For instance, the minimal/most of the distribution is [-0.2, 0.2]. Which means that -0.2 can be transformed to -8, and 0.2 to 7. Every quantity within the distribution could have a quantized equal within the interval (ex. the primary quantity 0.02436554 can be quantized to -1).
array([[-1, -3, -1, ..., 1, -2, -2],
[-6, -1, -2, ..., -2, -2, -3],
[ 0, -2, -4, ..., -1, 1, -2],
...,
[ 3, 0, -5, ..., -5, 7, 0],
[-4, -5, 3, ..., -2, -2, -2],
[-1, 0, -2, ..., -1, 1, -3]], dtype=int4)
1-bit quantization
The identical precept applies to binary quantization however is way easier. The rule is the next: every variety of the distribution < 0 turns into 0, and every quantity > 0 turns into 1.

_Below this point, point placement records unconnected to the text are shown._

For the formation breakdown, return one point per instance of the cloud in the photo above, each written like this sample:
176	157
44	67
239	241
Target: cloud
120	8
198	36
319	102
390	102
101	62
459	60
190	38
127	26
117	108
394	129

The principal subject with present quantization strategies is that they reside on the belief that each one our values are based mostly on a single distribution. That’s the reason, once we use thresholds to outline intervals (ex. minimal and most), we solely use a single set derived from the totality of our knowledge (which is modeled on a single distribution).